|Original author(s)||Bradford L. Barrett|
2.23-08 / August 26, 2013
|Operating system||Linux, Cross-platform|
|Available in||Over 30 languages|
|Type||Web Traffic Analytics|
Webalizer is a primarily Apache log file analyzer that creates a simple report with some small graphs and a high-level overview of page-views, unique visits, files, kilobytes transferred and the total amounts of file hits. It's fast, and it supports a history file that allows you to simply throw old logs away once webalizer is done with them. It does have some shortcomings like the inability to separate browsers user-agent strings by device and operating system.
Webalizer has not been updated since 2013. It works fine, but don't expect it to get any new features beyond what the current version has.
Webalizer can create a simple HTML page with some graphs and some data about your website's traffic.
It's main areas are:
- Monthly Statistics (no graphs, just numbers)
- Daily Statistics (with graph) with hits, files, pages, visits, sites and KBytes. It doesn't say how many pages a single visitor viewed or things like that (you can just divide pages by visits to know) but it does give a nice overview.
- Hourly Statistics (with a graph). The statistics it shows you are per-hour for the entire month.
- Top XXX URLs (configurable how many)
- Top XXX URLs by KBytes
- Entry and Exit pages
- Top XXX referrers
- Top search strings (if you configured it so it knows about search-engines)
- Top XXX user-agent strings (you have to manually configure it if you want them grouped)
- Top XXX of total countries (this works fine if you configure it to use a GeoIP database)
Webalizer does give an overview of the most important things you need to know about a site if, and only if, you done a tad too much configuration compared to what should be required. Put simply, there are quite a few things that requires manual configuration. Bots, web spiders and other things that shouldn't be included as regular visitors have to be manually excluded. User-agents are not grouped by default. They can be grouped, but you have to list all the strings you want to be grouped and you can only use one string. That makes it hard to put those using Chrome on Windows in one group and those who use Chrome on Android in another group. You do have one string, so you could put everyone using Windows in one group and those using Android in another; but then you can't tell how many Windows-users use what browser. It would be nice if Webalizer could group user-agents using two strings but it can't.
Webalizer is better than nothing, and it's something that does work. And it's fairly fast thanks to it's support for history files. You can parse a lot with Webalizer, re-set the log and keep the historical statistics.
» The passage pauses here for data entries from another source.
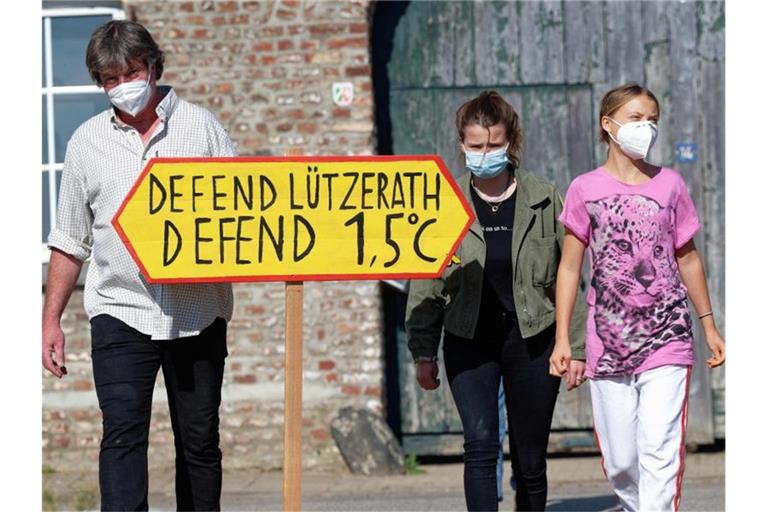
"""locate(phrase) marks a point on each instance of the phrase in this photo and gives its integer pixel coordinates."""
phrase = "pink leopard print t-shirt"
(638, 315)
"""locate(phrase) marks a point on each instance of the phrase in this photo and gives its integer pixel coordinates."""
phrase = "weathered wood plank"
(711, 22)
(496, 43)
(584, 42)
(541, 42)
(413, 121)
(463, 37)
(658, 78)
(623, 42)
(655, 22)
(710, 97)
(581, 133)
(441, 19)
(411, 57)
(545, 133)
(600, 149)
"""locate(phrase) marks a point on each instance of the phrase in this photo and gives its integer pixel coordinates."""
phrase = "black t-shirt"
(497, 277)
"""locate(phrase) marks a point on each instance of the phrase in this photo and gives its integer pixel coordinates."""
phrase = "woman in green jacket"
(495, 305)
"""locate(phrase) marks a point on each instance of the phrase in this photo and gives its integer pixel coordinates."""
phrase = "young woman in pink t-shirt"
(638, 221)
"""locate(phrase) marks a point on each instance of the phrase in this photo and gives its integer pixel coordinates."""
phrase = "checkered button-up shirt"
(103, 160)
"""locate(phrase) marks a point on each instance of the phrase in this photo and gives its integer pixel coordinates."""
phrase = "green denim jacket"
(453, 300)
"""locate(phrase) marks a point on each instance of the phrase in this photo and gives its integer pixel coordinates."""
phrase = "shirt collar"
(164, 109)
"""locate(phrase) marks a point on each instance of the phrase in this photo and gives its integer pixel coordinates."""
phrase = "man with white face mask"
(138, 328)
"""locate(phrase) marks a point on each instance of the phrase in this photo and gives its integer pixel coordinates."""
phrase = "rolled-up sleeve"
(74, 218)
(424, 317)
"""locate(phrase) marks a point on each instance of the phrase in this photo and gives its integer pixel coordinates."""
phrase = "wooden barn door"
(553, 61)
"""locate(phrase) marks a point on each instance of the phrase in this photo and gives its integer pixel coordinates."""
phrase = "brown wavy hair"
(615, 98)
(118, 42)
(489, 109)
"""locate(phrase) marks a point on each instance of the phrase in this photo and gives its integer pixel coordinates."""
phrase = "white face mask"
(131, 97)
(636, 138)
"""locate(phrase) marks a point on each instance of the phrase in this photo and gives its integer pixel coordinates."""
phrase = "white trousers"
(639, 423)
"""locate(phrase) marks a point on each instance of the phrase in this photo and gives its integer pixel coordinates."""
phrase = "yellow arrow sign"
(293, 218)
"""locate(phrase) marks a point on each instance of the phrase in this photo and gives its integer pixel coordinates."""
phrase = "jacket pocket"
(541, 258)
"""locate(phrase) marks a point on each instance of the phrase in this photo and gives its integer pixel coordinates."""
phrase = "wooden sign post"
(294, 382)
(294, 219)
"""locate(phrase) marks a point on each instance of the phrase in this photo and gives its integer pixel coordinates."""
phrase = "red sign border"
(294, 277)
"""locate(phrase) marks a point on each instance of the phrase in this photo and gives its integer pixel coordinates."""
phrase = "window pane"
(46, 208)
(70, 112)
(42, 47)
(45, 132)
(70, 37)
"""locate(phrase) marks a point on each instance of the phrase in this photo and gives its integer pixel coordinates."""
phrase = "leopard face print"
(640, 303)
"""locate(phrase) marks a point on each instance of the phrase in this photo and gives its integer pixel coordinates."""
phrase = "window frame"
(49, 91)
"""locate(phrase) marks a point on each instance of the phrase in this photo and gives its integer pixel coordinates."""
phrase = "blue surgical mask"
(487, 165)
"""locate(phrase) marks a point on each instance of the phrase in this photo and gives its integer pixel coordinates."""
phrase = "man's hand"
(575, 374)
(53, 350)
(560, 359)
(426, 374)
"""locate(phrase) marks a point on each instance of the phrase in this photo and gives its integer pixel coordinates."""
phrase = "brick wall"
(265, 69)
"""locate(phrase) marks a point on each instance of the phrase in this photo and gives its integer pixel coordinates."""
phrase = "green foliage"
(49, 501)
(412, 465)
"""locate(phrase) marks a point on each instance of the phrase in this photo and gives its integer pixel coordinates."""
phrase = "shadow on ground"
(587, 503)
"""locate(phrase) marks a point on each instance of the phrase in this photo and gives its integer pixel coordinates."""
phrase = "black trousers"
(474, 369)
(125, 366)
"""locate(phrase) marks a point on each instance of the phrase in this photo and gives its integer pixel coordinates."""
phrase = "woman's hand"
(426, 375)
(560, 359)
(575, 374)
(717, 346)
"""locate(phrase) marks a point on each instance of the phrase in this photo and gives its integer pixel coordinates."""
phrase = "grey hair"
(118, 42)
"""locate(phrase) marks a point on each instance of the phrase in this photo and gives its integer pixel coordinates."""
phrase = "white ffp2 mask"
(636, 138)
(131, 97)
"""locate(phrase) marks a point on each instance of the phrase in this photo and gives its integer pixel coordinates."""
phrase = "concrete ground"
(575, 484)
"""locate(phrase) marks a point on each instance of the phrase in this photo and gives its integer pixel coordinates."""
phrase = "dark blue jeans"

This is also nice from a privacy-perspective, you can run Webalizer every 6 hours and eradicate the old log while keeping the actual statistics from prior periods intact.
One big disadvantage of using Webalizer is that it's something that doesn't "just work" unless you spend perhaps too much time configuring it. It will just work for ages once that's done.
Webalizer lets you ignore user-agents, URLs/"pages" and file-types so they don't show up or count as regular page-views (for example, you don't want
load.php to be counted as a "page" if you use MediaWiki like this site does).
Webalizer is a nice web log analyzer, but it does require quite a lot of configuration to make the statistics it presents meaningful and how you should configure it will depend on what content management system(s) you use.
Installation And Configuration
All the distributions seem to have
webalizer included as a package with that name. The bigger problem you will have once you have it installed will be configuring it.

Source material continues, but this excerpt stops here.